JPS5840506B2 - Inkjet recording method - Google Patents

Description

DETAILED DESCRIPTION OF THE INVENTION The present invention is disclosed in Japanese Unexamined Patent Publication No. 48-9622 and Japanese Unexamined Patent Publication No. 51
The present invention relates to an improvement in a recording method using an inkjet recording device that ejects and stops minute ink droplets in response to electrical signals, as described in Japanese Patent No. 37541, and more specifically, to improve the performance of an inkjet recording head. It is an object of the present invention to provide an inkjet recording method that fully utilizes the inkjet recording method to obtain recorded images with good response characteristics and a wide reproduction density range.

FIG. 1 shows an inkjet recording apparatus described in Japanese Patent Application Laid-Open No. 51-37541, and
This is an improved version of the inkjet recording device described in the publication.

A first ink chamber 3 that includes an electrostrictive element 1 and a diaphragm 2 and has a device that generates a pressure increase in response to an electric signal 11.
The second ink chamber 5 is connected to the ink discharge port 6 and the ink inflow path 9, and the air chamber 7 is connected to the air outflow path 8 and the air inflow path 10. The first ink chamber 3 and the second ink chamber 5 are connected via a coupling passage 4, and the coupling passage 4, the ink discharge port 6, and the air outlet passage 8 are arranged on the same straight line. be.
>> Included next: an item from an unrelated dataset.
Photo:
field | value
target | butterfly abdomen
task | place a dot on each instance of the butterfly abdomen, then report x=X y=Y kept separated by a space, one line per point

The air flow sent through the air inflow path 10 passes through the air chamber 7 and constantly flows out from the air outflow path 8, helping the flight of ink droplets ejected from the ink ejection port 6 in response to the electrical signal 11. .
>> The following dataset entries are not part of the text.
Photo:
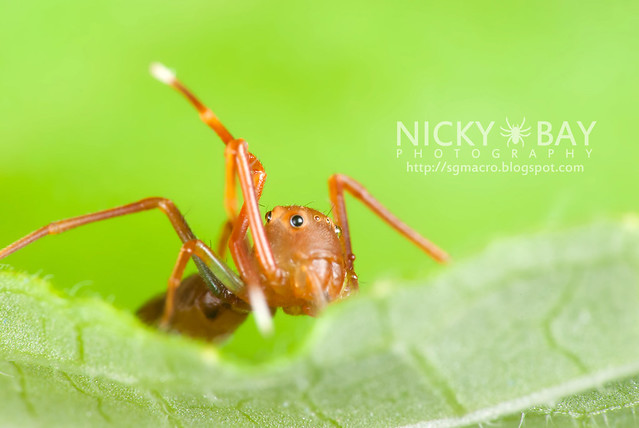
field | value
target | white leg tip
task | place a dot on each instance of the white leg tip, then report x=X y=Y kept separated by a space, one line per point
x=261 y=311
x=162 y=73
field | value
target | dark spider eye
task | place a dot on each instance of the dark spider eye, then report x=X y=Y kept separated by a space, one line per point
x=297 y=221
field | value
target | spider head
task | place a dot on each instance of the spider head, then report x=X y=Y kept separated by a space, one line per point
x=307 y=246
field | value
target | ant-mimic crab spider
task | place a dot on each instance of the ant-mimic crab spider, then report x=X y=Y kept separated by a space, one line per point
x=301 y=259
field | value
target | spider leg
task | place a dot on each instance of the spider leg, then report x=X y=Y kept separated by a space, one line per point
x=167 y=76
x=191 y=249
x=338 y=184
x=164 y=205
x=252 y=177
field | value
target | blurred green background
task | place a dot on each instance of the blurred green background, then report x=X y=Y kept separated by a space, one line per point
x=315 y=88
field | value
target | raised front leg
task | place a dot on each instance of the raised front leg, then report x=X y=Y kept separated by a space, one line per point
x=337 y=185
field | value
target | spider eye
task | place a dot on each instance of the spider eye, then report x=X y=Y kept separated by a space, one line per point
x=297 y=220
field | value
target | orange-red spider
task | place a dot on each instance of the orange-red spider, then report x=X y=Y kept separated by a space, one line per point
x=301 y=259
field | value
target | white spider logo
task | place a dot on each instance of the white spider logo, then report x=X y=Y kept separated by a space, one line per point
x=515 y=133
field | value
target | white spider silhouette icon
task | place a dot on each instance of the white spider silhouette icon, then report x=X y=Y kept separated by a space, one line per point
x=515 y=133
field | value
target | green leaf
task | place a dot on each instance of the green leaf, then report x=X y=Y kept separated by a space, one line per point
x=534 y=328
FIG. 2 shows an example of the drive waveform of the inkjet head.

When the drive signals shown in FIG. Ru.

The repetition time λ of 1 drive value numbers a and b is related to the number of ink droplets ejected per unit time.1. The drive voltage ■pp is related to the amount of ink ejected during the repetition time λ.

Therefore, as a means for producing shading in a recorded image using the drive waveform shown in FIG. 2, the drive signal amplitude v0. The method of changing the repetition frequency f-1 of one driver number
There are methods such as changing /λ.

However, the method of changing the repetition frequency f of the drive signal is difficult to use because the frequency characteristics of the inkjet recording head are not flat; generally, the repetition frequency f is fixed, and the amplitude pp of the drive signal is changed. A method has been adopted in which shading is caused in the recorded image by this.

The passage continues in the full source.